Cheney unfit for office?
Cheney asks Libby, on a copy of Wilson's op-ed piece, if Wilson was sent "on a junket by his wife," CIA operative Valerie Plame. The notated newspaper clipping was entered into evidence on Friday by Special Prosecutor Patrick Fitzgerald.
It was Vice President Richard V. Cheney, we learned yesterday, who pushed the National Intelligence Agency (NSA) into its data-mining venture on the phone calls of virtually every American, according to The New York Times. According to the Times's Scott Shane and Eric Lichtblau, only too happy to do the vice president's bidding was Gen. Michael Hayden, the president's nominee for CIA director -- despite the reticence of the NSA's attorneys. From Shane and Lichtblau:
For his part, Mr. Cheney helped justify the program with an expansive theory of presidential power, which he explained to traveling reporters a few days after The Times first reported on the program last December.The FISA law of which Cheney spoke is the Foreign Intelligence Surveillance Act, which defined the terms by which the NSA could spy on U.S. citizens, and set up a secret court for the issuance of search warrants to the agency.
Mr. Cheney traced his views to his service as chief of staff to President Gerald R. Ford in the 1970's, when post-Watergate changes, which included the FISA law, "served to erode the authority I think the president needs to be effective, especially in a national security area."

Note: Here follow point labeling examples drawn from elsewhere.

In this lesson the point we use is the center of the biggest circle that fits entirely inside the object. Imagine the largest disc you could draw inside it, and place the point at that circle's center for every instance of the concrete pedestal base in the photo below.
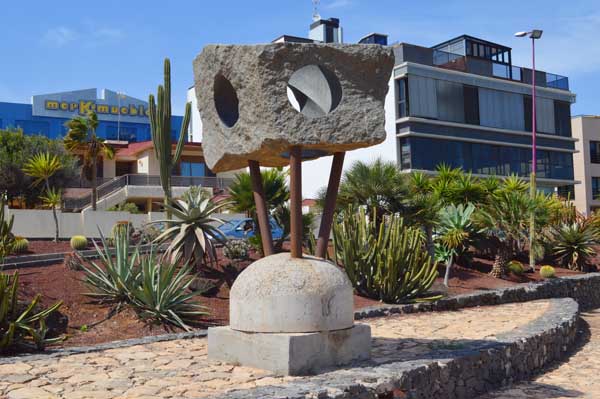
(290, 353)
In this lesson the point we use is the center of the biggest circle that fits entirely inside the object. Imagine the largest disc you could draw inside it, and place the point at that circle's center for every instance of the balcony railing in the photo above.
(77, 204)
(500, 70)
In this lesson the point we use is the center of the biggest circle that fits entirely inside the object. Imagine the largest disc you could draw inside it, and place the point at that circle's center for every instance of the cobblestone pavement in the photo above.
(575, 378)
(180, 369)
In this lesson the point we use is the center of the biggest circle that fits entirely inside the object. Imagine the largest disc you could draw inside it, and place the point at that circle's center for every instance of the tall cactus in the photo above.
(386, 261)
(160, 123)
(7, 239)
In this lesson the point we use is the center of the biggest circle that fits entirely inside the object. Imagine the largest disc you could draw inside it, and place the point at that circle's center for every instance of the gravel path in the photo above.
(180, 368)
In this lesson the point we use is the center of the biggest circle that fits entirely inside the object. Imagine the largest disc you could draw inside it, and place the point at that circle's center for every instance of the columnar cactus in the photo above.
(160, 123)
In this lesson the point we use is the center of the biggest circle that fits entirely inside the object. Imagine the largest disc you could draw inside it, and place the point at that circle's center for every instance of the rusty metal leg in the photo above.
(296, 201)
(261, 208)
(329, 208)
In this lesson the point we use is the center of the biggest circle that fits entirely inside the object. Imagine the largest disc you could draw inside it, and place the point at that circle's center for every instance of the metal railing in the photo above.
(516, 73)
(77, 204)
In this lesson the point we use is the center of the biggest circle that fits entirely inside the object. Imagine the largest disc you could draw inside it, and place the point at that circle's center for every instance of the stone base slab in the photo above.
(290, 353)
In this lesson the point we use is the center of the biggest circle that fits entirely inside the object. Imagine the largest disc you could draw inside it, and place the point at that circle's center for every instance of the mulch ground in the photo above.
(91, 323)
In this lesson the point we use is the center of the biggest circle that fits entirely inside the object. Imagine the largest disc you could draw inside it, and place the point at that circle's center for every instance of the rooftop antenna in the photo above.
(316, 15)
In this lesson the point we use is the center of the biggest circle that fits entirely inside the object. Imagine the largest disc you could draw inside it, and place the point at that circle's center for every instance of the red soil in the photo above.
(57, 283)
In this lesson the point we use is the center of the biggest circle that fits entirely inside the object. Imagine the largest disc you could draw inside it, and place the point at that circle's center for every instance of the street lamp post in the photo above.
(533, 35)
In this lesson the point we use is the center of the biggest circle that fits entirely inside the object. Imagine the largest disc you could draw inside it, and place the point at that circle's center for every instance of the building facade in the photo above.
(133, 175)
(121, 117)
(461, 103)
(464, 104)
(586, 163)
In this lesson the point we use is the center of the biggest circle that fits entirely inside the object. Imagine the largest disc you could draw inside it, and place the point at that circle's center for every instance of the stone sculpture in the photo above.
(277, 105)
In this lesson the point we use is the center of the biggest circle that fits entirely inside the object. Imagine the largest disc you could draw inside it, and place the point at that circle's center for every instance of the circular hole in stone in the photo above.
(314, 91)
(226, 101)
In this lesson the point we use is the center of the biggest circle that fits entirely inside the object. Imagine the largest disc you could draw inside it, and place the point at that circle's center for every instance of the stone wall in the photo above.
(463, 372)
(584, 288)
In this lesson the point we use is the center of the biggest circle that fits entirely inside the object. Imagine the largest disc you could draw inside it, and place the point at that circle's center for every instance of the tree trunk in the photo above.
(500, 263)
(56, 232)
(430, 244)
(94, 176)
(448, 267)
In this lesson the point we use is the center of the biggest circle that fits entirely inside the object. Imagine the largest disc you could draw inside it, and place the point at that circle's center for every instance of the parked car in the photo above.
(241, 229)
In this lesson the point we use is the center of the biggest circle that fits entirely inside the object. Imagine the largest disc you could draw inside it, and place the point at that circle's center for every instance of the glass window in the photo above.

Photo humor by Frank G. of BeltwaySewer.com
If the thought of Dick Cheney deciding single-handedly to override the will of Congress -- not to mention the U.S. Constitution -- in order to violate your Fourth Amendment rights, consider the evidence being gathered that puts him closer to the leak of the name of undercover CIA operative Valerie Plame Wilson to the media. In the photocopy shown above, Cheney's handwritten notes appear on a clipped copy of the op-ed piece published in The New York Times by Joseph Wilson IV, the former ambassador to Niger and husband of Valerie Plame. Wilson's piece focuses on the journey to Niger he undertook at the behest of the CIA in order to research the administration's claim that Sadaam Hussein had sought to buy yellowcake uranium from that country. As everyone knows, Wilson upset a lot of people at the White House with his contention that it never happened. The newspaper clipping with Cheney's marks was entered into evidence on Friday by the prosecutor in the CIA leak investigation.
Cheney's notes read: "Have they done this sort of thing before? Send an ambassador to answer a question? Do we ordinarily send people out pro bono to work for us? Or did his wife send him on a junket?"
In fact, wherever one finds trouble in this administration, one more often than not finds Cheney. It has gotten so bad, apparently, that, according to Watergate veteran Carl Bernstein, former Secretary of State Colin Powell (who famously took up the cause of the purported Niger/Iraq collusion before the United Nations as part of the administration's case for war) "has, in private, made statements interpreted by many important figures in Washington as seemingly questioning Cheney's emotional stability..."
Bernstein urges the Senate to open hearings right away on the apparently criminal enterprises of the Bush administration, and sees Cheney as something of a kingpin. He compares the leaking of Plame's name to the Watergate burglary -- a small transgression when compared to the larger conspiracy of illegal spying and whatnot, but the one with the potential to expose the whole lot. Could Powell be the John Dean to Cheney's Haldeman?